Jon Batiste's Grammy Wins Were a Safe Bet
For some, the New Orleanian’s Album of the Year Grammy was a sign of Grammys Being Grammys; really, it was the logical winner.
When Jon Batiste’s We Are won the Grammy on Sunday night for Album of the Year, Jon Caramanica of The New York Times observed that an album that peaked at 86 on Billboard’s album chart was voted the best of the year. The shade was for Grammy voters, not Batiste. After his exuberant performance of “Freedom” during the telecast, Caramanica wrote, “His performances activate the whole body, his message is hard to quibble with and his sense of music is communal. He ended his performance out in the audience, jumping on the table in front of Billie Eilish and Finneas and getting them to sing along with him: “Freeeeeeeedom!”
Batiste also won Best Video, Best American Roots Performance and Best American Roots for “Freedom,” and for me, its success seemed inevitable. First, “Freedom” is a really good, resonant song with a video that blew me away on the first four or five viewings as well. And everything Caramanica said about it is true. Batiste’s ability in performance to turn his body into the physical expression of the song and its central thought helps it transcend the boundaries of the song.
But thinking about Grammy voters and who makes up the Recording Academy helps explain Grammy results in general and why I considered him an odds-on favorite from the start.
Pop music has the highest profile in Grammy World, but all the blues and jazz and folk and classical and world music artists, and all the engineers and producers and liner note writers, and a whole lot of other people indirectly involved in music creation vote too. Many of those fields value clear demonstrations of musicianship more than pop does, and if there is one thing Batiste exudes, it’s musicianship. In many of those fields, fealty to roots is valued, and Batiste makes his abundantly clear.
Older parts of the voting community remember when pop was more popular, and voting for Batiste was a way to cast a vote that’s partly an embrace of classic, populist pop and partly a slap on the wrists to kids these days and their newfangled ways. But despite the soul, gospel, and R&B roots of We Are, its sonics are contemporary, and it sounds current enough that other older voters could vote for it and feel like they were cosigning modern pop and staying current.

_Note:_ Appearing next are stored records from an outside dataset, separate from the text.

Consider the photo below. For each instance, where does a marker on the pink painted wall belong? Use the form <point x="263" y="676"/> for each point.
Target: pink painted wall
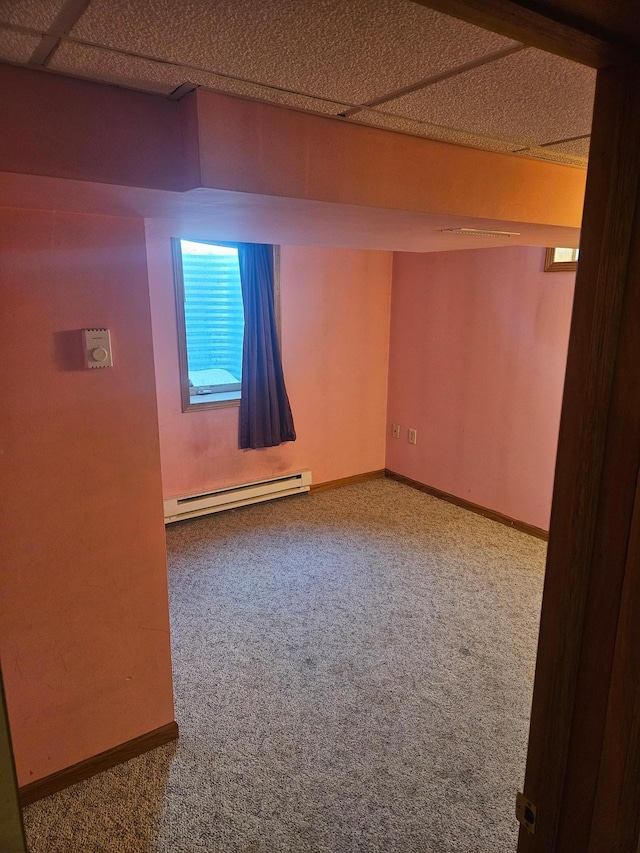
<point x="84" y="629"/>
<point x="335" y="342"/>
<point x="89" y="131"/>
<point x="477" y="360"/>
<point x="255" y="147"/>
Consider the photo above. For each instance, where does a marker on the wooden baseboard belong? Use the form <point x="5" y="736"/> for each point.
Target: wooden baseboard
<point x="538" y="532"/>
<point x="96" y="764"/>
<point x="347" y="481"/>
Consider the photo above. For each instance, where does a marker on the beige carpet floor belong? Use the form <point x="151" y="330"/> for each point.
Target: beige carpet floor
<point x="353" y="672"/>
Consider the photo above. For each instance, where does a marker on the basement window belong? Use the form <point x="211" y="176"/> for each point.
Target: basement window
<point x="210" y="318"/>
<point x="561" y="260"/>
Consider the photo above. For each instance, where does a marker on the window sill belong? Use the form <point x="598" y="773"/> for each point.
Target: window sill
<point x="219" y="400"/>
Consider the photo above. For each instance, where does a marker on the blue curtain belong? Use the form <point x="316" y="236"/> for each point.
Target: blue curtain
<point x="265" y="413"/>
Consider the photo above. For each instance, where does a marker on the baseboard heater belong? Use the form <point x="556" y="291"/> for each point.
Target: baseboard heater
<point x="177" y="509"/>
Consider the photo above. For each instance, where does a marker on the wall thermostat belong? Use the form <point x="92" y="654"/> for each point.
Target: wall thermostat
<point x="97" y="348"/>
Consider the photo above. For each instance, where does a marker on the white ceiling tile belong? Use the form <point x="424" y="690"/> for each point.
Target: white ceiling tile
<point x="17" y="47"/>
<point x="37" y="14"/>
<point x="529" y="97"/>
<point x="162" y="78"/>
<point x="344" y="50"/>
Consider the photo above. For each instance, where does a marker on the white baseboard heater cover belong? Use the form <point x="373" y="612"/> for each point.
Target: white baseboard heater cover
<point x="189" y="506"/>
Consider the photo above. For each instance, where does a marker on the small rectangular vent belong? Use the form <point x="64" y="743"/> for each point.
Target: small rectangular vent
<point x="190" y="506"/>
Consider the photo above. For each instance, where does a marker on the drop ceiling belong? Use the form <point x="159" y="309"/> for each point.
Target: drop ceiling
<point x="388" y="63"/>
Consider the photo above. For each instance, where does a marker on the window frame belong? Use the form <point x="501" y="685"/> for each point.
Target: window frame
<point x="552" y="265"/>
<point x="219" y="395"/>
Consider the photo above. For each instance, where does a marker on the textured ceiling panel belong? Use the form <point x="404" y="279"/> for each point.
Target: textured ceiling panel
<point x="529" y="97"/>
<point x="38" y="14"/>
<point x="430" y="131"/>
<point x="97" y="64"/>
<point x="344" y="50"/>
<point x="17" y="47"/>
<point x="575" y="148"/>
<point x="556" y="153"/>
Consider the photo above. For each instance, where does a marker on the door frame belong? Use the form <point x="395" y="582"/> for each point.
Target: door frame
<point x="583" y="763"/>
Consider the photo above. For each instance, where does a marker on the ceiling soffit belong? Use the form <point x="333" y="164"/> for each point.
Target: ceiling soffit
<point x="388" y="63"/>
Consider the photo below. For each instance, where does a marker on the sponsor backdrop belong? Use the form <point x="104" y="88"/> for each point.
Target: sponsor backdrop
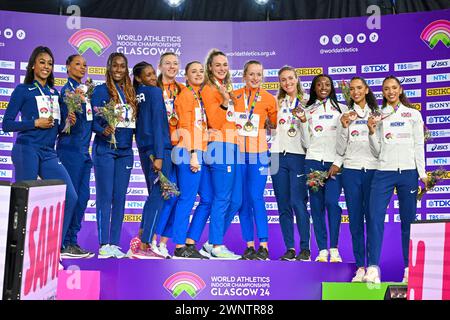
<point x="414" y="47"/>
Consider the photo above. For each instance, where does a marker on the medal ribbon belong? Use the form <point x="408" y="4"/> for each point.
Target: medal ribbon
<point x="199" y="100"/>
<point x="50" y="99"/>
<point x="247" y="102"/>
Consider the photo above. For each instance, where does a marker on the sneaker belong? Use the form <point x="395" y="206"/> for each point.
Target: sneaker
<point x="83" y="251"/>
<point x="372" y="275"/>
<point x="289" y="255"/>
<point x="249" y="254"/>
<point x="222" y="252"/>
<point x="135" y="245"/>
<point x="405" y="275"/>
<point x="262" y="254"/>
<point x="206" y="249"/>
<point x="105" y="252"/>
<point x="71" y="252"/>
<point x="187" y="252"/>
<point x="304" y="255"/>
<point x="115" y="250"/>
<point x="146" y="254"/>
<point x="163" y="251"/>
<point x="359" y="276"/>
<point x="334" y="255"/>
<point x="323" y="256"/>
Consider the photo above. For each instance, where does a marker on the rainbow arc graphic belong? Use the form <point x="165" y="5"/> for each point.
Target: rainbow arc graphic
<point x="436" y="31"/>
<point x="184" y="281"/>
<point x="93" y="39"/>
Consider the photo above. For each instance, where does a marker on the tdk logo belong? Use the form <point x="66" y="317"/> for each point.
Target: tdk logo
<point x="375" y="68"/>
<point x="438" y="147"/>
<point x="407" y="80"/>
<point x="438" y="119"/>
<point x="441" y="105"/>
<point x="435" y="64"/>
<point x="441" y="203"/>
<point x="442" y="77"/>
<point x="342" y="70"/>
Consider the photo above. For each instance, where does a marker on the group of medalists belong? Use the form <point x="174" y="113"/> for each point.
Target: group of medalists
<point x="211" y="141"/>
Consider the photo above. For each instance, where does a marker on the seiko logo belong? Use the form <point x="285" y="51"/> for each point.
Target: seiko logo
<point x="397" y="124"/>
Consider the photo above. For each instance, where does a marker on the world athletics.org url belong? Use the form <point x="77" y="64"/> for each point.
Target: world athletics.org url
<point x="338" y="50"/>
<point x="252" y="54"/>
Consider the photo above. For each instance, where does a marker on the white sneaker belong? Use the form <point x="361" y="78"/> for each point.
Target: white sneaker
<point x="323" y="256"/>
<point x="206" y="249"/>
<point x="163" y="250"/>
<point x="116" y="253"/>
<point x="360" y="273"/>
<point x="334" y="255"/>
<point x="105" y="252"/>
<point x="405" y="275"/>
<point x="372" y="275"/>
<point x="222" y="252"/>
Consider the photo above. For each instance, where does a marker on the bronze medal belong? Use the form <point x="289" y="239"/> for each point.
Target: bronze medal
<point x="248" y="126"/>
<point x="292" y="132"/>
<point x="173" y="121"/>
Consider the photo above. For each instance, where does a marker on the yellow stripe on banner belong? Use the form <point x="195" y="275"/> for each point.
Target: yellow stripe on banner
<point x="417" y="106"/>
<point x="132" y="218"/>
<point x="447" y="176"/>
<point x="270" y="85"/>
<point x="59" y="82"/>
<point x="309" y="71"/>
<point x="444" y="91"/>
<point x="97" y="70"/>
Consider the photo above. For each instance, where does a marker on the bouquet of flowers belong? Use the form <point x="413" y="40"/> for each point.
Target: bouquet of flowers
<point x="316" y="179"/>
<point x="90" y="86"/>
<point x="112" y="116"/>
<point x="345" y="88"/>
<point x="73" y="101"/>
<point x="168" y="188"/>
<point x="426" y="134"/>
<point x="433" y="179"/>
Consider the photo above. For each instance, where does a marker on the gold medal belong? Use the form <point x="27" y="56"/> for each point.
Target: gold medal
<point x="292" y="132"/>
<point x="173" y="121"/>
<point x="248" y="126"/>
<point x="298" y="112"/>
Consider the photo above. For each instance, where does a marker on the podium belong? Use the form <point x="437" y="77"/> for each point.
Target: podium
<point x="35" y="220"/>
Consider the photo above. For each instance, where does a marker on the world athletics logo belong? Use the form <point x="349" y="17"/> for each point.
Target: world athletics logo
<point x="93" y="39"/>
<point x="436" y="31"/>
<point x="186" y="281"/>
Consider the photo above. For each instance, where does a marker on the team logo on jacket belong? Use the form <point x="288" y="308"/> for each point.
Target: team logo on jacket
<point x="318" y="128"/>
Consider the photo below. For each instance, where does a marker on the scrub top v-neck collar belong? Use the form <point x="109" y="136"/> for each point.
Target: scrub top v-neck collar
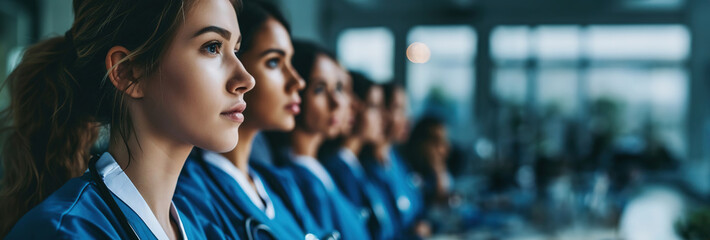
<point x="120" y="185"/>
<point x="352" y="161"/>
<point x="259" y="197"/>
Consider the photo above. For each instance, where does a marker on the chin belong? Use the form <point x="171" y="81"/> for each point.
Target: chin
<point x="225" y="143"/>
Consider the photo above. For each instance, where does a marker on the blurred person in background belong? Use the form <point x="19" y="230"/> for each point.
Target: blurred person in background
<point x="322" y="104"/>
<point x="363" y="126"/>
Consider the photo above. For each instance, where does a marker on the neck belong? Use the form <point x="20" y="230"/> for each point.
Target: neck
<point x="153" y="169"/>
<point x="239" y="156"/>
<point x="305" y="143"/>
<point x="353" y="144"/>
<point x="382" y="151"/>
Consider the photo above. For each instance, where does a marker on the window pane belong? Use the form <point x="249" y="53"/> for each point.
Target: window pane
<point x="444" y="84"/>
<point x="368" y="50"/>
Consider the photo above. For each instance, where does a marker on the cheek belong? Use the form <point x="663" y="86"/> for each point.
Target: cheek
<point x="186" y="101"/>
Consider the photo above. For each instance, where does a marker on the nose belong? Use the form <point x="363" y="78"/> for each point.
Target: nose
<point x="295" y="82"/>
<point x="334" y="100"/>
<point x="241" y="81"/>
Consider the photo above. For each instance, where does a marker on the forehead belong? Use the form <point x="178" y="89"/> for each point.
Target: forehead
<point x="273" y="34"/>
<point x="204" y="13"/>
<point x="326" y="68"/>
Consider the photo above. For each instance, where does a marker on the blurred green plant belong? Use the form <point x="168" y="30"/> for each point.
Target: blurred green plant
<point x="695" y="225"/>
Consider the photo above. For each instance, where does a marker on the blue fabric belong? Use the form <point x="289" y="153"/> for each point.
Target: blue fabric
<point x="366" y="196"/>
<point x="395" y="182"/>
<point x="223" y="203"/>
<point x="261" y="150"/>
<point x="219" y="217"/>
<point x="331" y="209"/>
<point x="77" y="211"/>
<point x="285" y="189"/>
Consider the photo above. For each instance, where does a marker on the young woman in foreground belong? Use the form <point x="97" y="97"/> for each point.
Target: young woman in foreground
<point x="163" y="76"/>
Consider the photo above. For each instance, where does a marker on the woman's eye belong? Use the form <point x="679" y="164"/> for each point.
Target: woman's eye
<point x="213" y="48"/>
<point x="272" y="63"/>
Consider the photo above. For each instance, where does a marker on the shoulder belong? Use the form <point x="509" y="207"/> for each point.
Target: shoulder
<point x="74" y="211"/>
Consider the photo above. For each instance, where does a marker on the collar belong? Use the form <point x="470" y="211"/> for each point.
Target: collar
<point x="120" y="185"/>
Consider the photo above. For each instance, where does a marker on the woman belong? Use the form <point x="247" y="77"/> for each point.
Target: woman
<point x="322" y="103"/>
<point x="163" y="75"/>
<point x="365" y="110"/>
<point x="238" y="186"/>
<point x="389" y="170"/>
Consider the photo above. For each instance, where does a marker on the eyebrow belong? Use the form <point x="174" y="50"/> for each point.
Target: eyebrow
<point x="273" y="50"/>
<point x="221" y="31"/>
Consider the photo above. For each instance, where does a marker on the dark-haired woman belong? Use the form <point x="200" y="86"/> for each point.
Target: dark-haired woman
<point x="365" y="128"/>
<point x="163" y="76"/>
<point x="230" y="188"/>
<point x="321" y="113"/>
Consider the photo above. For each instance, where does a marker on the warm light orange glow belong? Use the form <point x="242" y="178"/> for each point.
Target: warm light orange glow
<point x="418" y="52"/>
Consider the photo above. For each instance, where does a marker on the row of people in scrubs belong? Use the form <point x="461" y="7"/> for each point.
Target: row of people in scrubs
<point x="219" y="126"/>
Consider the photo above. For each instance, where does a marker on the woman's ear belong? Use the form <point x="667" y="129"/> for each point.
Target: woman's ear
<point x="123" y="74"/>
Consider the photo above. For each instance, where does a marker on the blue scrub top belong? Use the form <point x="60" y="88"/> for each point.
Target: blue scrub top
<point x="224" y="204"/>
<point x="365" y="195"/>
<point x="331" y="209"/>
<point x="77" y="211"/>
<point x="395" y="181"/>
<point x="283" y="186"/>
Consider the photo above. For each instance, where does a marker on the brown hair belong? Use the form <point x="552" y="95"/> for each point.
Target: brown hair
<point x="59" y="95"/>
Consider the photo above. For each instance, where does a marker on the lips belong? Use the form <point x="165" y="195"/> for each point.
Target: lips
<point x="235" y="113"/>
<point x="293" y="107"/>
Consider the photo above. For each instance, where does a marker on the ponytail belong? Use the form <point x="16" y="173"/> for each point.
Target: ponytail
<point x="46" y="132"/>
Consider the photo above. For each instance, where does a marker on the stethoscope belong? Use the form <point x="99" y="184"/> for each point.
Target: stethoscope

It helps that Batiste has a regular TV gig that allows him to show that he’s a professional musician who has the chops and temperament to be the bandleader on The Late Show with Stephen Colbert. Voters could feel comfortable that they were endorsing a real musician and not simply a studio product who’ll never be that good again, but Batiste also has an anarchic streak that gives him some disruptor credibility. He earned his gig on The Late Show when he led Colbert and his Colbert Report audience out of the studio to dance in the Manhattan streets, and that sensibility still manifests itself occasionally on the show.
It’s easy to dump on the Grammys, which always seems a little behind the times. It can’t help it when part of the voting body is laser-focused on the charts while a bigger voting bloc sees the music they’re connected to marginalized by the same charts. The show and the results are always going to be a little schizophrenic, but as Billie Eilish and Finneas shouting along to “Freedom” demonstrated, Batiste might be the lone figure at the intersection point when the Venn diagram of Grammy voters is drawn.